Herblock: The Life and Work of the Great Political Cartoonist
Dr. Seuss & Co. Go to War: The World War II Editorial Cartoons of America's Leading Comic Artists
(The New Press)
Social strife, dirty politics, gadawful war—none of it’s funny, dammit. At least not ‘til some eagle-eyed, tongue-in-cheek talent comes along and nails current events and its players to the seemingly simple format of a single panel cartoon. We check ‘em out, grain of salt held firmly between our back molars, and chuckle at the absurdities of human nature, and marvel that we survive as a species at all.
Not all political cartoons intend to evoke laughter, but they certainly aim to provoke thought, poke holes in things deemed sacred, and ideally, capture a moment in our historical timeline that will speak volumes to future generations with, maybe, just a few words. Herblock: The Life and Work of the Great Political Cartoonist, showcases Herblock’s 72-year career under 12 presidential administrations, Herbert Hoover to George W. Bush. There’s a lot of history captured between these pages and in the accompanying DVD. The work speaks volumes, as well, about what was in the American headlines, in its editorial pages, and on everyone’s mind during some of the most tumultuous years of the 20th century.
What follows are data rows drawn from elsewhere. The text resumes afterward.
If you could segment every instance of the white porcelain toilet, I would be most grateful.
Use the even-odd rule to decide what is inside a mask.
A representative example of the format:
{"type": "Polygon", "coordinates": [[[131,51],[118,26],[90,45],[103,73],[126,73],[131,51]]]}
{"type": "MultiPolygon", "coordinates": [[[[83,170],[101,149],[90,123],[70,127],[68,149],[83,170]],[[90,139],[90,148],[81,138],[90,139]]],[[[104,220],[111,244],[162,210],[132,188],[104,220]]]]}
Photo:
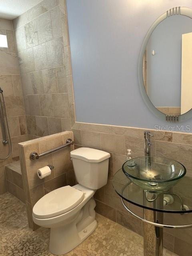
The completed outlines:
{"type": "Polygon", "coordinates": [[[33,208],[34,222],[50,228],[49,250],[57,255],[72,250],[95,229],[96,203],[92,197],[107,182],[108,153],[80,148],[70,155],[79,184],[50,192],[33,208]]]}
The man who instructed an entire generation on how to behave, Theodore Seuss Gisel, aka Dr. Seuss, had his hand in editorial cartoons covering World War II during his career as a political cartoonist for the New York daily newspaper, PM. The man of morals makes no bones about what he thinks Americans on the brink of war, and largely resistant to getting involved, should do. In the company of fellow progressive cartoonists Al Hirschfeld, Arthur Szyk, Carl Rose, Mischa Ricter and others (the ‘& Co.’ of the title), more than 300 cartoons spanning six years of the war are provided, here. This makes a nice companion book to Herblock for the history buff.